Oleh : Roni Banase
Kamis, 7 Desember 2023 merupakan kali kedua saya berada di Medan, Sumatra Utara. Kedatangan saya ke kota yang terkenal dengan ikonik “Horas” ini untuk mengikuti seremoni pelantikan Dewan Pengurus Wilayah (DPW) Ikatan Media Online (IMO) Indonesia Provinsi Sumatra Utara periode 2023—2028.
Lima tahun sebelumnya, pada kisaran Oktober 2018, saya mengikuti perhelatan temu nasional PUSPA (partisipasi publik untuk kesejahteraan perempuan dan anak) yang diinisiasi Menteri Pemberdayaan Perempuan dan Perlindungan Anak (Kemen PPA) Republik Indonesia, Prof. Dr. Yohana Yembise (salah satu perempuan terbaik asal Papua).
Menapaki kota Medan dengan segala serba-serbinya menggelitik saya untuk menelusuri kota terbesar keempat di Indonesia setelah Jakarta, Surabaya dan Bandung. Terletak di Sumatra Utara, Medan memiliki populasi sekitar 2,5 juta jiwa dengan luas wilayah 265,00 km². Kota ini adalah pusat ekonomi dan perdagangan di wilayah Sumatra.
Kota Medan merupakan wilayah dengan penduduk terbanyak di Sumatra Utara, yakni 2,54 juta jiwa (16,39%) dari total penduduk. Kemudian, Kab. Deli Serdang dengan jumlah penduduk 2,03 juta jiwa (13,13%), Kab. Langkat 1,1 juta jiwa (7,13%).
Ada yang menganggap Medan sebagai salah satu kota yang punya kehebatan pada bidang kuliner. Namun, penduduk kota Medan justru terkenal sebagai orang yang bar-bar, yang kalau berbicara selalu dengan suara keras atau nada tinggi. Hal itu dikarenakan adanya logat Batak yang kental.

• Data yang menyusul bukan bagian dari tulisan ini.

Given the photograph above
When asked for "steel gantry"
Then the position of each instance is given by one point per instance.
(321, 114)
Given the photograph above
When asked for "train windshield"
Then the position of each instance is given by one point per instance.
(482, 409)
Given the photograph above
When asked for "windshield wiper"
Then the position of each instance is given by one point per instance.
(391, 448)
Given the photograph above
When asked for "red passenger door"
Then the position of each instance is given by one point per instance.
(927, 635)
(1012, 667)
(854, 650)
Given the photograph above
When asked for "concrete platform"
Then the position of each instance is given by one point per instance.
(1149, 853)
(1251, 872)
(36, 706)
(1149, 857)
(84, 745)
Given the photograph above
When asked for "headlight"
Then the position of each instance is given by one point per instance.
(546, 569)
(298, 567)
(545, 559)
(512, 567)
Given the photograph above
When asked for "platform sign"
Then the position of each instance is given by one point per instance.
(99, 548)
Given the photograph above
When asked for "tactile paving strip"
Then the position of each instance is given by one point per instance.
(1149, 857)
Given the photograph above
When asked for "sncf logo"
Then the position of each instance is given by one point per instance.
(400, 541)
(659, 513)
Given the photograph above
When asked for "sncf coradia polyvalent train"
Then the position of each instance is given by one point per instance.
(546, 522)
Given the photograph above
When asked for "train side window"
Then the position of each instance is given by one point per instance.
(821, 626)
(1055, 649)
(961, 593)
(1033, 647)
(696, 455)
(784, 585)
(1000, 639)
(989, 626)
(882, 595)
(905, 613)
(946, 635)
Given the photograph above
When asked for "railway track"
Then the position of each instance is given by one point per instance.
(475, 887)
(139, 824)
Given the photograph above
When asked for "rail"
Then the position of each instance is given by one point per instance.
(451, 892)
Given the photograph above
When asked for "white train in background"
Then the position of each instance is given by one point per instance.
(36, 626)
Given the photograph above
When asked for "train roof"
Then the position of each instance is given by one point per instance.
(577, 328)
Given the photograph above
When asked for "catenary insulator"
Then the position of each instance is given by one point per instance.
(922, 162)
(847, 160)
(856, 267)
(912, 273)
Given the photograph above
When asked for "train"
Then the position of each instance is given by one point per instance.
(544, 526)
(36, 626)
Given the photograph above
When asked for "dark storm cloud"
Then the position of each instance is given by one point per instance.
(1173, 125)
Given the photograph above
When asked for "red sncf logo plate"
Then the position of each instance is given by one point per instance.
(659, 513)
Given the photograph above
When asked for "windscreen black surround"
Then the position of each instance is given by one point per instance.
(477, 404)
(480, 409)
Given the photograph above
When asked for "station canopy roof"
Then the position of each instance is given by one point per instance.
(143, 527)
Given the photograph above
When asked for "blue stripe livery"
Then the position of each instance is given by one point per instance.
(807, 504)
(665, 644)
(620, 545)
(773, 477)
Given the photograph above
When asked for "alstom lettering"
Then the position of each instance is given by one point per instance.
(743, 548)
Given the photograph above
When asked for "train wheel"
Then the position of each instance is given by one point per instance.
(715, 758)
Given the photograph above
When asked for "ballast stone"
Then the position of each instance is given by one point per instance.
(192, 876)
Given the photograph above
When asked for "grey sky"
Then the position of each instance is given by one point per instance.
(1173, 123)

Sering kali orang luar daerah sering mengira bahwa kota Medan adalah kota dengan populasi suku Batak terbanyak. Padahal, sejarah yang ada di Medan justru tidak lepas dari peradaban Melayu.
Mengapa demikian?
Secara historis, Medan merupakan wilayah Kesultanan Deli; sebuah kesultanan Melayu. Itu sebabnya, Medan juga sering dikenal sebagai Tanah Deli. Adapun bukti sejarah yang sangat terkenal di Medan adalah Masjid Raya Al Mahsun dan Istana Maimun. Jadi, pada masa-masa sebelum Medan resmi didirikan, cerita pada saat itu dipegang oleh orang-orang Melayu Deli.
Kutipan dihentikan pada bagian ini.